They stood on the orchard hill one Sunday afternoon at the pause of the year. Buds were swelling and the edges of the woods wore a soft blush against the vaporous sky. The bare brown slopes were streaked with snow. A floe of winter ice, grinding upon itself with the tide, glared yellow as an old man's teeth in the setting sun. From across the river came the thunder of a train, bound north, two engines dragging forty cars of freight piled up by some recent traffic-jam; it plunged into a tunnel, and they waited, listening to the monster's smothered roar. Out it burst, its breath packed into clouds, the engines whooped, and round the curve where a point of cedars cut the sky the huge creature unwound itself, the hills echoing to its tread.

Emmy watched it out of sight, and breathed again. “Hundreds, hundreds going every day! It seems easy enough for everybody else. Oh, if I were a man!”

“What do you want I should do, Emmy?” Adam knew well what man she was thinking of.

I want? Don't you ever want things yourself?”

“When I want a thing bad, I gen'ly think it's worth waiting for.”

“People don't get things by waiting. I don't know how you can stand it,—to stay here year after year. And now you've tied yourself up with a promise, and you know you cannot keep it!”

“I'm trying to keep it.”

“You couldn't keep it if you cared—really and truly—as some do!” She dropped her voice hurriedly. “To live here and eat your meals day after day and pass me like a stick or a stone!”
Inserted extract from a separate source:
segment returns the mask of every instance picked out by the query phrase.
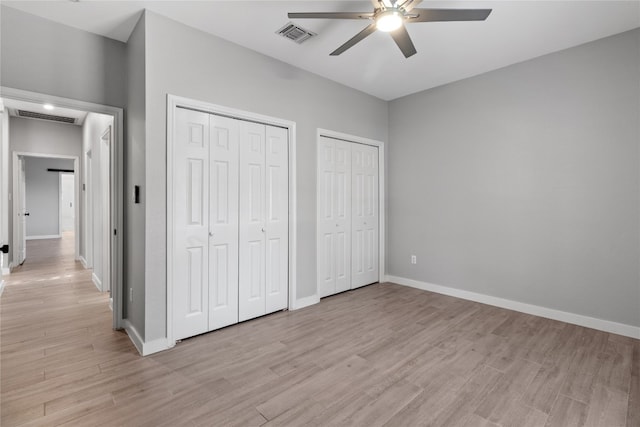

The slow blood burned in Adam's face and hammered in his pulses. His blue eyes were bashful through its heat. “I don't feel like a stick nor a stone. You know it, Emmy. You want to be careful,” he added gently. “Would going away look as if I cared?”

“Why—why don't you ask me to go with you?” The girl tried to meet his eyes. She turned off her question with a proud laugh.